In children, resistant forms of epileptic seizures can be caused by asphyxiation during labor, intrauterine infection, metabolic disorders. However, resistant seizures are often the first sign of such diseases as non-ketogenic hyperglycinemia and Menkes disease. Resistant seizures can take the form of myoclonias, generalized seizures and their combinations. Violations of intelligence in children are more typical for myoclonic forms than for generalized seizures.

Diagnosis

The diagnosis of epilepsy is serious enough in the social and economic sense, therefore it requires a detailed justification. This concerns the fact that more than 30% of children with resistant seizures can not be diagnosed with epilepsy. Anoxic seizures, syncopal conditions, migraine and convulsions of non-epileptic origin can be taken for epilepsy. Moreover, the so-called "resistant forms" can pass as the child grows up.

Studies and observations of 27 children with resistant seizures taking anticonvulsants showed that only 30% of them had decreased and 33% had stopped. These studies also showed that in a group of children with polymorphic attacks, the diagnosis of "epilepsy" is unfounded. Changes in the EEG can sometimes contribute to misdiagnosis. Careful neurologic examination and EEG with video recording of seizures can help to make the correct diagnosis, that is, distinguish epileptic seizures from non-epileptic ones.

Drug Therapy

Anticonvulsants are the basis of treatment. Carbamazepine, like sodium valproate, is usually a basic drug. In case of their inefficiency, clobazam, vigabatrin and lamotrigine are administered. Steroids and immunoglobulins are used in the case of the Landau-Kleffner syndrome.

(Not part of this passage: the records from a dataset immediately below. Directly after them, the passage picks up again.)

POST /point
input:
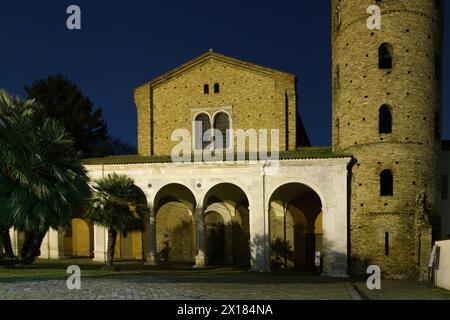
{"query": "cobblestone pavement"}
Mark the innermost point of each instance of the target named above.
(139, 287)
(212, 286)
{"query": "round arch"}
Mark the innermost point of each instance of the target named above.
(307, 184)
(160, 192)
(295, 233)
(212, 188)
(228, 234)
(173, 205)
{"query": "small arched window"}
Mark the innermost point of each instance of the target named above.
(222, 130)
(385, 120)
(386, 183)
(385, 56)
(202, 131)
(437, 67)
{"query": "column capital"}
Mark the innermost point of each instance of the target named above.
(199, 211)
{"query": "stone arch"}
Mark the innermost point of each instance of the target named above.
(307, 183)
(232, 204)
(174, 206)
(200, 142)
(79, 238)
(294, 209)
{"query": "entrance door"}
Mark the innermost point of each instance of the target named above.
(215, 238)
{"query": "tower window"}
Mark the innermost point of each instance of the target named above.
(385, 56)
(444, 187)
(437, 67)
(437, 126)
(386, 244)
(385, 120)
(386, 183)
(337, 78)
(202, 131)
(222, 130)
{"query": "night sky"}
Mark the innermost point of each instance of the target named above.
(124, 44)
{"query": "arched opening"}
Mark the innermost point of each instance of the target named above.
(385, 120)
(175, 236)
(227, 225)
(215, 237)
(79, 239)
(202, 131)
(129, 247)
(295, 214)
(222, 131)
(386, 183)
(385, 56)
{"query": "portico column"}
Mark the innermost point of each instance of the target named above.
(100, 243)
(152, 250)
(201, 260)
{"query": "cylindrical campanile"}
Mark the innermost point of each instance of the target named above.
(387, 106)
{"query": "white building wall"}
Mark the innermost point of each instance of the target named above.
(445, 204)
(258, 180)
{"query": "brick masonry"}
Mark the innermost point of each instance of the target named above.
(412, 89)
(255, 96)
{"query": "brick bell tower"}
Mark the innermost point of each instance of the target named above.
(387, 106)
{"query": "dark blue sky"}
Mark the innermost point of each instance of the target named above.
(126, 43)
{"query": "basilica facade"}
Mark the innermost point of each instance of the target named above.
(377, 196)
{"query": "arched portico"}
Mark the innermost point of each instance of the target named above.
(227, 224)
(294, 211)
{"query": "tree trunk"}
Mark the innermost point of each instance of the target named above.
(26, 245)
(6, 239)
(112, 236)
(34, 248)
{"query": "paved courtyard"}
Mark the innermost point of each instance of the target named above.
(210, 284)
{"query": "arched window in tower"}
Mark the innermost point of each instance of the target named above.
(202, 127)
(437, 126)
(386, 183)
(337, 78)
(437, 67)
(385, 120)
(222, 125)
(337, 13)
(385, 56)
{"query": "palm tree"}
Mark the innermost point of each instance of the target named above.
(42, 179)
(118, 205)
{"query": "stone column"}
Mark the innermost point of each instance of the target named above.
(151, 255)
(335, 229)
(100, 243)
(201, 260)
(56, 243)
(228, 230)
(17, 239)
(52, 246)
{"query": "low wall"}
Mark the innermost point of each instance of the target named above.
(442, 271)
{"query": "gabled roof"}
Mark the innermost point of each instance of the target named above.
(211, 55)
(299, 154)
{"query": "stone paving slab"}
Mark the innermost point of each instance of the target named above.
(144, 287)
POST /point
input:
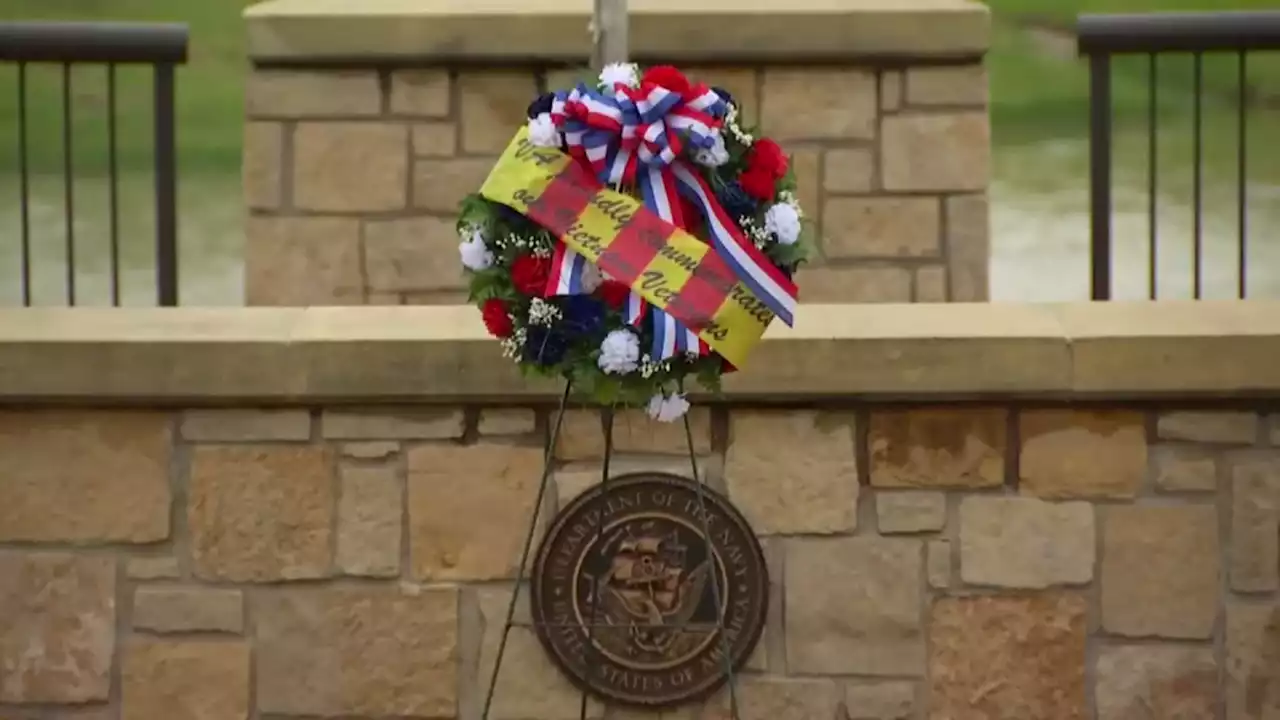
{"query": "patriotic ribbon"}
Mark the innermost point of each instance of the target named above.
(664, 265)
(635, 136)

However, their use is not sufficiently effective and not devoid of side effects.

Japanese studies using high doses of valproate( serum levels in excess of 100 μg / ml) for the treatment of children with resistant seizures have shown that such use is particularly effective in cases of Vest syndrome and prolonged peak-wave complexes on the EEG in the slow phase of sleep, And relatively effective in atypical absences and myoclonias. Changes in the blood formula were in some children, but quickly passed after a dose reduction.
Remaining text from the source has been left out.